The way of May Day

The spring wildflowers of my childhood were all spring beauties or May flowers. It would be many years later that I learned there actually was a flower called spring beauty, but that May flowers weren’t the name of a particular flower, rather a general term for any wildflower blooming in May.

My childhood days included picking the spring flowers for May baskets. I’m sure I picked spring beauties along with others I would come to identify, such as hepatica and bloodroot. Now, memories fill me when I see the emerging whites and pinks of flower petals in the greening woodlands and along trails.

It’s May Day today. When I was a kid the May Day tradition was encouraged by teachers with an activity project. I rushed home from school in the late afternoon, disappeared in the woods for a time and returned with wildflowers in a small paper basket made in school. I proudly presented them to my mother, who gushed over their beauty and my thoughtfulness. (Many times my dad had already picked flowers, and mom would have two bouquets.)

Then, at the urging of my mother, I picked another handful and arranged them in a small basket my mother supplied.

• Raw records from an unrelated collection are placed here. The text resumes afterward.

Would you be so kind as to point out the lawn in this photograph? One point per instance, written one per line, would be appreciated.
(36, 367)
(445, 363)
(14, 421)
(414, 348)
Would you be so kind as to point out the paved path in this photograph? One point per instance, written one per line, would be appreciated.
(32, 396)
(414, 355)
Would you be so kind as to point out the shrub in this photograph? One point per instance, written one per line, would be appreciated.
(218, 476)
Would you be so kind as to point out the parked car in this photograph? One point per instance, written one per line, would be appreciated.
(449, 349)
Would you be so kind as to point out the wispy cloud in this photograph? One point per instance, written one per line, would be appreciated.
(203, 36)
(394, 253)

She thought it would be nice to take them to the elderly woman across the road. I happily obliged, for there was a prize for my surprise delivery.

I handed my offering to the neighbor woman. In return, there were cookies and, more importantly, a scooter that was once their children’s waiting for me to ride. She told me, as she had many times, where the scooter was behind the thick white door of an old shed.

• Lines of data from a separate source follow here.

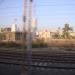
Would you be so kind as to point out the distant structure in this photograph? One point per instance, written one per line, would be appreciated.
(13, 28)
(34, 28)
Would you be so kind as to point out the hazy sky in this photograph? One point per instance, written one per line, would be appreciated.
(49, 13)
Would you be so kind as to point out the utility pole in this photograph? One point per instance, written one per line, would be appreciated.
(29, 36)
(23, 69)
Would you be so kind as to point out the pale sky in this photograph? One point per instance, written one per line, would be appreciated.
(50, 14)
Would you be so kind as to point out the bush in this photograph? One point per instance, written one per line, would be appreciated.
(39, 43)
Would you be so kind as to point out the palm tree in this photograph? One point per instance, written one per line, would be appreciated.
(66, 31)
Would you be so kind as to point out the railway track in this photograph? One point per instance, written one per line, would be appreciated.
(45, 59)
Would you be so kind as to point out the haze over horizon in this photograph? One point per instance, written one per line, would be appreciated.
(50, 14)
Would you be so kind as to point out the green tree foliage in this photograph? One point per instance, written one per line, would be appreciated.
(66, 31)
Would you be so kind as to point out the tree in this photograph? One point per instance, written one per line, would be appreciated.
(66, 31)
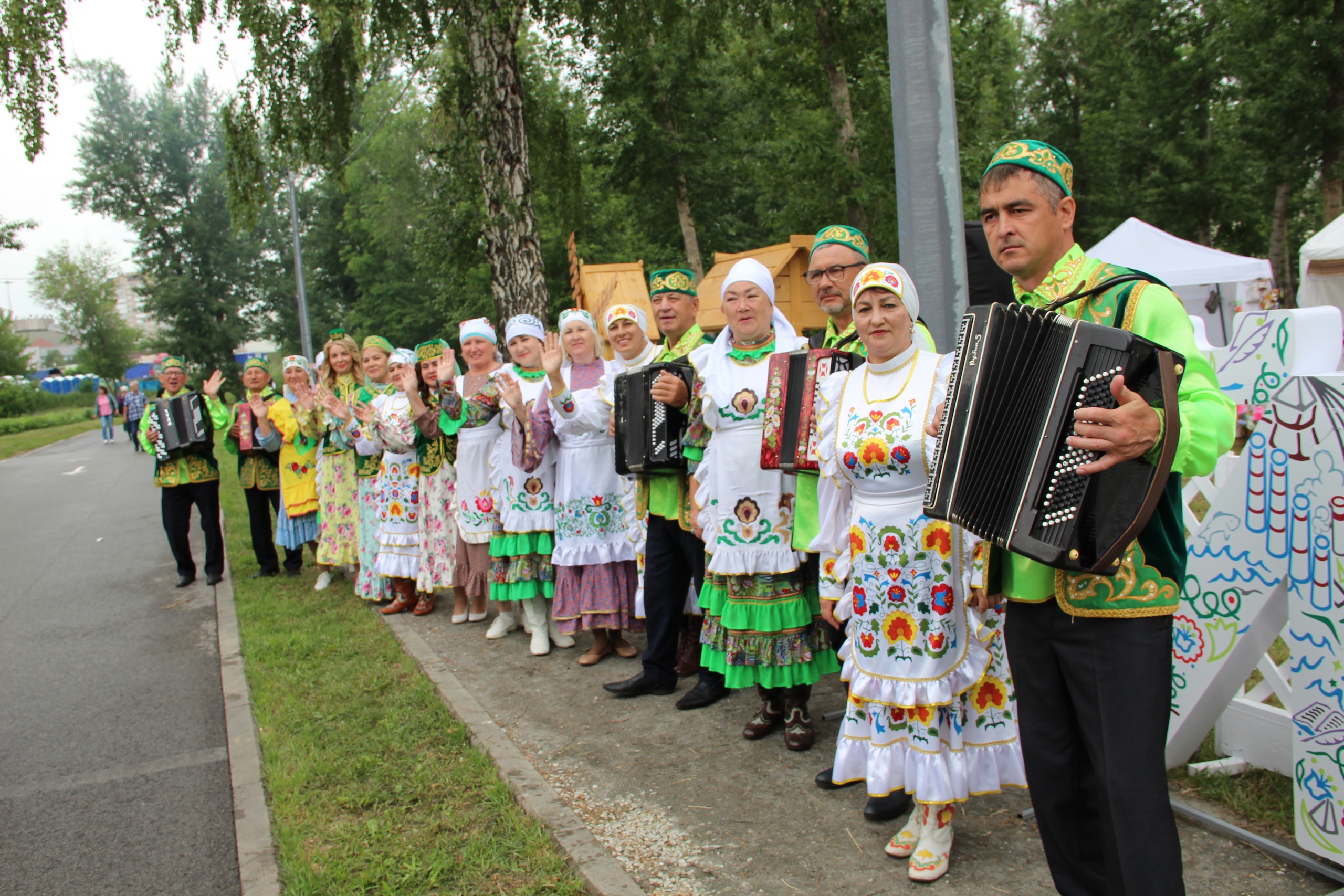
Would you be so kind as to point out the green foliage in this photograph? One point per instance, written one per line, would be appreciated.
(158, 164)
(11, 425)
(80, 287)
(13, 347)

With one foot on the scooter and the other kicking up dust and momentum, I passed their barn on my way to a creek that slipped beneath the driveway. There, I lingered a bit to look for frogs. Then I returned the scooter to the shed, where it would be tucked safely away in the darkness until maybe another ride that summer, or surely next May Day.

The years went by, and our elderly farm neighbors passed the farm along to their son’s family and moved to town. I moved, too, and many May Days I wasn’t home to bring wildflowers—always “nice ones”—to my mom. But at some point during the spring I would. The tradition continued in one form or another. Until last year.

My mother is gone now. But I remember. I hope anyone with a mother or grandmother, or a friend, thinks about showing the kindness of a May basket today. Or any day in May would be fine.